In a form order without explanation, Chief Justice John Roberts yesterday declined home health care industry groups’ request to delay a lower court’s ruling upholding the Department of Labor’s new regulations governing home health care workers aimed at boosting wages. He did not seek a response from the DOL. The Chief Justice handled the groups’ postponement request because he handles all emergency filings from the D.C. Circuit, which had earlier upheld the rules. The decision clears the way for the DOL’s regulations to take effect next week on October 13, though the agency will not start enforcing the rule for 30 days and will exercise discretion in bringing enforcement actions for the rest of 2015.
For decades, the DOL has maintained that home health care agencies’ companionship workers who provide “fellowship, care and protection” were exempt from the FLSA minimum wage and overtime pay provisions.
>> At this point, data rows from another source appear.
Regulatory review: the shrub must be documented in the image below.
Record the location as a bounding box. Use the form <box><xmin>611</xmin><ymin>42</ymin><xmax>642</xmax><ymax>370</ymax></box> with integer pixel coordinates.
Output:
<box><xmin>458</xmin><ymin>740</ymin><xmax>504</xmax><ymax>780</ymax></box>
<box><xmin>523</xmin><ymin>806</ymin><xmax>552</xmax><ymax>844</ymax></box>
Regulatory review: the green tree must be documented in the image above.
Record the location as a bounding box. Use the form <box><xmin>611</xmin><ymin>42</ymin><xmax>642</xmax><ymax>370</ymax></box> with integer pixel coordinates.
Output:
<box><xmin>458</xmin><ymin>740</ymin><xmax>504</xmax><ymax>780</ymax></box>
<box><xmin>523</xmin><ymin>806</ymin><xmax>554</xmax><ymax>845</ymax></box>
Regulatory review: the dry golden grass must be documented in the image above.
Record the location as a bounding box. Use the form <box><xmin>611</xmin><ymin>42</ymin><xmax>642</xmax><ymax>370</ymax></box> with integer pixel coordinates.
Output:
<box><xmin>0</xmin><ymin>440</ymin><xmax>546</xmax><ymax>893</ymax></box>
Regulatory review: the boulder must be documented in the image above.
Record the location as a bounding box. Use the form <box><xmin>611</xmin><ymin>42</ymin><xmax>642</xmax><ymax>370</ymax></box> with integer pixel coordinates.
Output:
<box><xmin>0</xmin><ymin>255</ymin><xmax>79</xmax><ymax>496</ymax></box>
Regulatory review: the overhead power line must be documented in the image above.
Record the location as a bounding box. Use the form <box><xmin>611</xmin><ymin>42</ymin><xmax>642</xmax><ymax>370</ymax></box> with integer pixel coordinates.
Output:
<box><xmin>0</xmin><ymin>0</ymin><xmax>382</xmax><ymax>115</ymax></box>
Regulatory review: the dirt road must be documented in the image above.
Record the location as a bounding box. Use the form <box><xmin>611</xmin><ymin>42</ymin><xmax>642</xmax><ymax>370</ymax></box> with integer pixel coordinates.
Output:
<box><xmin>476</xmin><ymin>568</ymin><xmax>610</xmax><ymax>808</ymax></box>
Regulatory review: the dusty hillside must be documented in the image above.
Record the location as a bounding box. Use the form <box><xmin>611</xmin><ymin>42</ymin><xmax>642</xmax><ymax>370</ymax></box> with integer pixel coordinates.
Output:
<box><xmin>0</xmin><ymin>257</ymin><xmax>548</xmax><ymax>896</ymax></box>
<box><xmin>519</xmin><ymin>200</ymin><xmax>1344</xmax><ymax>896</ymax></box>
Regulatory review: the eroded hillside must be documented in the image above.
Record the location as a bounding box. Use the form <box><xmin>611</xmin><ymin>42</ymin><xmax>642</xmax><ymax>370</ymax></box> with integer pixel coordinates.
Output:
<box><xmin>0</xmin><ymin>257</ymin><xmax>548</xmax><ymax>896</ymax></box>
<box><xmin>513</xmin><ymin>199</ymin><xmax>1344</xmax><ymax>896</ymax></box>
Two years ago, it changed its mind, finding that the home health care industry had changed markedly, with fewer patients being treated in nursing homes and hospitals and more receiving care at home. The new rules apply to two categories of domestic workers: those who provide “companionship services” by visiting the home, and those who do so while living in the home. Those workers will be eligible for minimum wages or overtime pay if they are employees of a business or other outside provider. The new rules will not apply to those who are hired directly by the person being served or by that person’s family; those workers will remain exempt. The new rule also narrows the definition of companionship workers to those who spend no more than 20% of their time providing actual care, such as feeding and bathing.
The three industry groups had argued that the standards for a stay of the D.C. Circuit’s ruling were met because the Supreme Court would likely hear the groups’ appeal and because the rule would otherwise lead to a dearth of affordable home health care for seniors and individuals with disabilities, and would irreparably harm the industry. The Obama administration, however, has supported the new rule as necessary to ensure fair pay for nearly 2 million workers. Secretary of Labor Thomas Perez cheered the Chief Justice’s brief ruling, saying that, “The final rule is not only legally sound; it was the right thing to do. It will help ensure a stable and professional workforce for people who need those services.”
“We are disappointed that the Chief Justice denied the stay request,” William Dombi, a vice president at the National Association for Home Care and Hospice, said following the decision. “It can be expected that the new rules will lead to problems for home care consumers, workers and government programs such as Medicaid.”
The groups’ challenge will continue despite the ruling, however. The Chief Justice’s order denied only the groups’ request to postpone the implementation of the rules. It does not mean that the groups’ eventual full appeal will be denied by the Court.